For over a century, Alzheimer’s disease has confounded all attempts to treat it. But in recent years, perplexing experiments using flickering light have shown promise.

Now, researchers have tapped into how the flicker may work. They discovered in the lab that the exposure to light pulsing at 40 hertz – 40 beats per second – causes brains to release a surge of signaling chemicals that may help fight the disease.

Though conducted on healthy mice, this new study is directly connected to human trials, in which Alzheimer’s patients are exposed to 40 Hz light and sound.
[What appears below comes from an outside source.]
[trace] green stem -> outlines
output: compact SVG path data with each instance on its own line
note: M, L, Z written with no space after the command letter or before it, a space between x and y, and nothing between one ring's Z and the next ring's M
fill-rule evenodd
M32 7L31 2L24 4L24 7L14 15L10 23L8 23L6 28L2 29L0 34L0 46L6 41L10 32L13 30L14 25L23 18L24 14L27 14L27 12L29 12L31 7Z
Insights gained in mice at the Georgia Institute of Technology are informing the human trials in collaboration with Emory University.

“I’ll be running samples from mice in the lab, and around the same time, a colleague will be doing a strikingly similar analysis on patient fluid samples,” said Kristie Garza, the study’s first author. Garza is a graduate research assistant in the lab of Annabelle Singer at Georgia Tech and also a member of Emory’s neuroscience program.

One of the surging signaling molecules, in particular, is associated with the activation of brain immune cells called microglia, which purge an Alzheimer’s hallmark – amyloid beta plaque, junk protein that accumulates between brain cells.